Contrariamente, Guiraud (cit. por Jean, 1995, p. 62) afirma que:

O poema em verso é um discurso metrificado, ou seja, no qual as divisões naturais da linguagem, frases e proposições, se desenvolvem no quadro de uma segmentação prosódica fixada por regras. Deve insistir-se nesta correspondência entre a sintaxe e a métrica, que é certamente mais ou menos rigorosa segundo os casos e os sistemas, mas cujas variações respondem a liberdades codificadas ou a efeitos de estilo particular.

Para o autor, o poema é um discurso metrificado pois apresenta divisões que ocorrem de acordo com regras fixadas da prosódica ou mesmo tendo em conta o estilo particular do poeta.

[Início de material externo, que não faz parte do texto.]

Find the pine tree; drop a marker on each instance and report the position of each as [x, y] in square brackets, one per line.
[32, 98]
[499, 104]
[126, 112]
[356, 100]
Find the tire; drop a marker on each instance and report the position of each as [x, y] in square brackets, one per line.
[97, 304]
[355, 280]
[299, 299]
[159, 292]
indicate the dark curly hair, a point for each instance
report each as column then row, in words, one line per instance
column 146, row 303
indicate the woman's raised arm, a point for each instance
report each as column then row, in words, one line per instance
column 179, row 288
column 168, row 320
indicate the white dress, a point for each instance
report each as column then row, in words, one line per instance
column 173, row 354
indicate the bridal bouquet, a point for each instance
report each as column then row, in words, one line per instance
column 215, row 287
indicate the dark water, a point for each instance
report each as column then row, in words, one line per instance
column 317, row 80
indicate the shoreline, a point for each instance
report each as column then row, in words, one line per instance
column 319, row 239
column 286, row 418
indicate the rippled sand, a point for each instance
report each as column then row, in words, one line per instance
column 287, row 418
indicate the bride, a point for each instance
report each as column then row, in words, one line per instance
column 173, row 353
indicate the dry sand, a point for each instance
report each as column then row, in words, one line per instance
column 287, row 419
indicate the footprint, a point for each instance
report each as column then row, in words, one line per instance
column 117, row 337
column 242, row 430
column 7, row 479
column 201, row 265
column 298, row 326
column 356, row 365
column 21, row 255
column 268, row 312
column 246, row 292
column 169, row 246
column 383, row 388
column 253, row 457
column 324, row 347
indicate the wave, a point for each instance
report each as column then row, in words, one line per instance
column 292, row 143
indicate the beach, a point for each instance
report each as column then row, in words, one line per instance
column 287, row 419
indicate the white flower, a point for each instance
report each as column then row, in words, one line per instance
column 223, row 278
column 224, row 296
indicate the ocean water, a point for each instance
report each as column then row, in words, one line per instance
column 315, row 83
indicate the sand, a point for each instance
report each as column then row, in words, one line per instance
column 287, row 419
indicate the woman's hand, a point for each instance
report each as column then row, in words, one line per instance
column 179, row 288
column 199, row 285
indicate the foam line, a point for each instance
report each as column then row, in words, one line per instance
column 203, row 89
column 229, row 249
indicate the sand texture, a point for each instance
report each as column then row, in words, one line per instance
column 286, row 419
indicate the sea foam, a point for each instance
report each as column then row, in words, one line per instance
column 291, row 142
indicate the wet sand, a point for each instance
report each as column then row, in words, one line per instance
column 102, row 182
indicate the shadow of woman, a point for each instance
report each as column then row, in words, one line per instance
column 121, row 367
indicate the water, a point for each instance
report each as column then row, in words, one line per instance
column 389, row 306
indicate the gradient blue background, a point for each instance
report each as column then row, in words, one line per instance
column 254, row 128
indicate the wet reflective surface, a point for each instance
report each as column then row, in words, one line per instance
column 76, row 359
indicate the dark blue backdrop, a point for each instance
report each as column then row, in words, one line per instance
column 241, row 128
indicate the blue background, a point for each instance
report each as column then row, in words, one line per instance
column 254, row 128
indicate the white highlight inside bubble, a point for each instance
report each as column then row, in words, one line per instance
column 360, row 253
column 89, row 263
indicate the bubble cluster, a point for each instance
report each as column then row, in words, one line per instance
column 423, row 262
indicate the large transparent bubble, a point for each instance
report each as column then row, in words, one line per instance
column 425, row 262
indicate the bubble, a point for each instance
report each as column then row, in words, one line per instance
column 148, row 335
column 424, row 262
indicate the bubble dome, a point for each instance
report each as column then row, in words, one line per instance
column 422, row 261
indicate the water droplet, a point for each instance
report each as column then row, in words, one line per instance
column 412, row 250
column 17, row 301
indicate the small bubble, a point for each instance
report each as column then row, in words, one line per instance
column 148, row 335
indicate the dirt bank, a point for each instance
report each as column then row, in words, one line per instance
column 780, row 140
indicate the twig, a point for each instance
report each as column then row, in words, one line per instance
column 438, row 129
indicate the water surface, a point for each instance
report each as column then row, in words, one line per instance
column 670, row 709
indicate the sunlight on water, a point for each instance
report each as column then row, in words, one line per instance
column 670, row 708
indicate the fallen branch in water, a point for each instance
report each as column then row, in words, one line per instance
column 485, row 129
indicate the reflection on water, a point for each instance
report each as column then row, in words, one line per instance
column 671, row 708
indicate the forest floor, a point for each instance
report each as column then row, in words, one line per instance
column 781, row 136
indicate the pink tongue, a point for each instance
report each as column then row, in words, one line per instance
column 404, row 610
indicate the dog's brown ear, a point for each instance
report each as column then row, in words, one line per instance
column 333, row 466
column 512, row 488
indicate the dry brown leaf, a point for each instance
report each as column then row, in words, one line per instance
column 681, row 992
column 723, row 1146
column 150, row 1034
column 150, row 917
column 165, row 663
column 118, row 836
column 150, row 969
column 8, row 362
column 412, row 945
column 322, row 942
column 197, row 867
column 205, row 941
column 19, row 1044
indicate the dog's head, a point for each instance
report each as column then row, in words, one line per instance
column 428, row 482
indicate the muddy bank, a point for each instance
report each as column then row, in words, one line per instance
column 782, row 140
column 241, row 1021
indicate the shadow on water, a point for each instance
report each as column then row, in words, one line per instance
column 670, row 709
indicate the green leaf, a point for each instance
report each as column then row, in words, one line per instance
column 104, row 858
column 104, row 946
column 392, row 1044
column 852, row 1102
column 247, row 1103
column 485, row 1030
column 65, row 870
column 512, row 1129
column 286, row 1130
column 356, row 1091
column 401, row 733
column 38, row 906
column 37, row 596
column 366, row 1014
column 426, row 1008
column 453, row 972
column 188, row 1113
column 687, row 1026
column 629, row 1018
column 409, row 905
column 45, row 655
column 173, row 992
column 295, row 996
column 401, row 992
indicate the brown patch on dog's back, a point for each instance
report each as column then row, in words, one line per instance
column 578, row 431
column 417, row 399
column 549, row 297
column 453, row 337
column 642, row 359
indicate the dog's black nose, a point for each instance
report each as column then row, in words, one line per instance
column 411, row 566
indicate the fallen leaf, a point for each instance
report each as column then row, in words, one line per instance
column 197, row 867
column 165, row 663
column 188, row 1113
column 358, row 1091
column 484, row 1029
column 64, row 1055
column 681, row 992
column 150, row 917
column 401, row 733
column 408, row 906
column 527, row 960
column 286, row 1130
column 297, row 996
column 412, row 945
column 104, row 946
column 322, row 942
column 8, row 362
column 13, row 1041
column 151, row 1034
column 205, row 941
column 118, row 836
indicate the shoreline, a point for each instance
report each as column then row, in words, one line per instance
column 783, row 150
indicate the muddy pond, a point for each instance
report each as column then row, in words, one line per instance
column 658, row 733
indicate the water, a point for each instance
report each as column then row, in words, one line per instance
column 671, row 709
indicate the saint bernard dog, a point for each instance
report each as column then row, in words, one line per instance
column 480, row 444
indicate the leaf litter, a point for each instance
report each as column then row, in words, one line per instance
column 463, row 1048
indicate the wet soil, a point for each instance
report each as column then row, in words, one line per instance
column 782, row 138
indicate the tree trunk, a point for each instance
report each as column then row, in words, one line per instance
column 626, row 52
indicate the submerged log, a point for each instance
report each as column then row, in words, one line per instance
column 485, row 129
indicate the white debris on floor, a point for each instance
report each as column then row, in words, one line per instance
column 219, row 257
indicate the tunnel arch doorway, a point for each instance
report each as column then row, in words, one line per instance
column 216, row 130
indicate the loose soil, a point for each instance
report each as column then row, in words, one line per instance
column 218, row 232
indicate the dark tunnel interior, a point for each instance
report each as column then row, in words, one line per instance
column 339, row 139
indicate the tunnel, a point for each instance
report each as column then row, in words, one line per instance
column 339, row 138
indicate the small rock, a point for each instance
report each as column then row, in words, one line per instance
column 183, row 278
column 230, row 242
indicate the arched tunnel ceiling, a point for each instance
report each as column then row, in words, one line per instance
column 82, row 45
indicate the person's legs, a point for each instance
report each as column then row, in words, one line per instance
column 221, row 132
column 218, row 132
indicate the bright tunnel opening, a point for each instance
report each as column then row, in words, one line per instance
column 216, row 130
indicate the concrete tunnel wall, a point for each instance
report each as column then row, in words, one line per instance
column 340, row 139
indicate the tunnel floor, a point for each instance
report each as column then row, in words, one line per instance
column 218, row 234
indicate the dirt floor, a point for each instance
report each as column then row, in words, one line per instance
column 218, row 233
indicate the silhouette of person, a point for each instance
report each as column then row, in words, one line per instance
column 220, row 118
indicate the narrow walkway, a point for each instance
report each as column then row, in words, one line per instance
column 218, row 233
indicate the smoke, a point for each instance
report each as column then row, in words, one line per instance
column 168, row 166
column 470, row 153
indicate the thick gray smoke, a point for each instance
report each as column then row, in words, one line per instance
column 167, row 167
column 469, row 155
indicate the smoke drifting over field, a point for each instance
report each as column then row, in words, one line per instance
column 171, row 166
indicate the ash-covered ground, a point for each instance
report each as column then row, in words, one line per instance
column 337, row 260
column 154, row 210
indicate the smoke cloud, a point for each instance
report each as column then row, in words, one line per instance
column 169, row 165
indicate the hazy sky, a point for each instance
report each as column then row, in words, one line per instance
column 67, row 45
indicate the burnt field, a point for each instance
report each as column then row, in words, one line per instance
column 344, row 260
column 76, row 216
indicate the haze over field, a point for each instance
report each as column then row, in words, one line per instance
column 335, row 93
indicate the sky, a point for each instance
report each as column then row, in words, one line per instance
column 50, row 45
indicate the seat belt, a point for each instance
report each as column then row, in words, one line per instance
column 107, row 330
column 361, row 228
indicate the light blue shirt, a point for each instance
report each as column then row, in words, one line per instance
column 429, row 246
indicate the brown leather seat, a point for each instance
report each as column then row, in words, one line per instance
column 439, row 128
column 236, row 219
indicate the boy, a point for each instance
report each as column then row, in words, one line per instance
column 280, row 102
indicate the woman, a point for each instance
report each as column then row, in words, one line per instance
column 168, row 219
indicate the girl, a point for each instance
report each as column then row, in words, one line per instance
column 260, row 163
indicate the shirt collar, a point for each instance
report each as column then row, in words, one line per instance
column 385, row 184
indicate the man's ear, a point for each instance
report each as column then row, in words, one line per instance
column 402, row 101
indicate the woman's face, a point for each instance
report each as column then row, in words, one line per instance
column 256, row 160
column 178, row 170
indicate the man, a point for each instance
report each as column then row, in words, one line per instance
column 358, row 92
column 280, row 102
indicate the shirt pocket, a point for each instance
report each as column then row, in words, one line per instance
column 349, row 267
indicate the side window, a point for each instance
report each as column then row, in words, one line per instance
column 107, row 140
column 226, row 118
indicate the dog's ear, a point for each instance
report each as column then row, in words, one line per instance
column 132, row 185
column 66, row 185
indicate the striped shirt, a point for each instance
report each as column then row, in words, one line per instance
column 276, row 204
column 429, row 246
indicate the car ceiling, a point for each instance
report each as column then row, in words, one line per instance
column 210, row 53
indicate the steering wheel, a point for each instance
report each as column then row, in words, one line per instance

Com efeito, no poema existe a preocupação pela métrica, ou seja, pela medida do verso, para que o poema se torne mais apelativo para o leitor. Reverdy (cit. por Jean, idem, p. 53) reflete sobre esta preocupação

A poesia de quem escreve é como o negativo da operação poética, e o positivo encontra-se no leitor. Só quando a obra assumiu todos os seus valores na sensibilidade do leitor é que pode ser considerada como realizada, à semelhança da imagem fotográfica fixada na prova, com a diferença que essa imagem na alma do leitor não é vista por ninguém. Eis porque não é ao poeta escritor que cumpre falar, mas sim àqueles que o lêem.

A poesia é, pois, um discurso que provoca múltiplos sentimentos na pessoa que lê, que provoca diferentes interpretações e que possibilita a adoção de uma nova visão sobre a realidade. A poesia caraterizada por versos, rimas, metáforas, ritmos, métrica, torna-se visível num corpus – o poema –, que lhe dá vida e lhe confere a sua existência.